AVQ Wh-adverb (e.g. when, where, how, why, wherever) [The same tag is used, whether the word occurs in interrogative or relative use.]

CJC Coordinating conjunction (e.g. and, or, but)

CJS Subordinating conjunction (e.g. although, when)

CJT The subordinating conjunction that [N.B. that is tagged CJT when it introduces not only a nominal clause, but also a relative clause, as in 'the day that follows Christmas'. Some theories treat that here as a relative pronoun, whereas others treat it as a conjunction.We have adopted the latter analysis.]

CRD Cardinal number (e.g. one, 3, fifty-five, 3609)

DPS Possessive determiner (e.g. your, their, his)

DT0 General determiner: i.e. a determiner which is not a DTQ. [Here a determiner is defined as a word which typically occurs either as the first word in a noun phrase, or as the head of a noun phrase. E.g. This is tagged DT0 both in 'This is my house' and in 'This house is mine'.]

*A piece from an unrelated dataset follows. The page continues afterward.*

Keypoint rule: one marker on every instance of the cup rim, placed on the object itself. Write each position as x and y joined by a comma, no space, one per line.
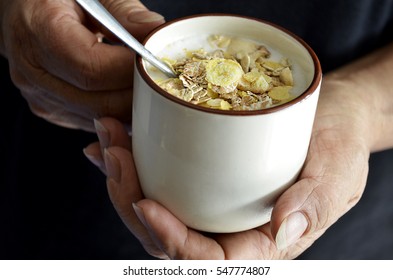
304,95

DTQ Wh-determiner (e.g. which, what, whose, whichever) [The category of determiner here is defined as for DT0 above. These words are tagged as wh-determiners whether they occur in interrogative use or in relative use.]

EX0 Existential there, i.e. there occurring in the there is ... or there are ... construction

ITJ Interjection or other isolate (e.g. oh, yes, mhm, wow)

NN0 Common noun, neutral for number (e.g. aircraft, data, committee) [N.B. Singular collective nouns such as committee and team are tagged NN0, on the grounds that they are capable of taking singular or plural agreement with the following verb: e.g. 'The committee disagrees/disagree'.]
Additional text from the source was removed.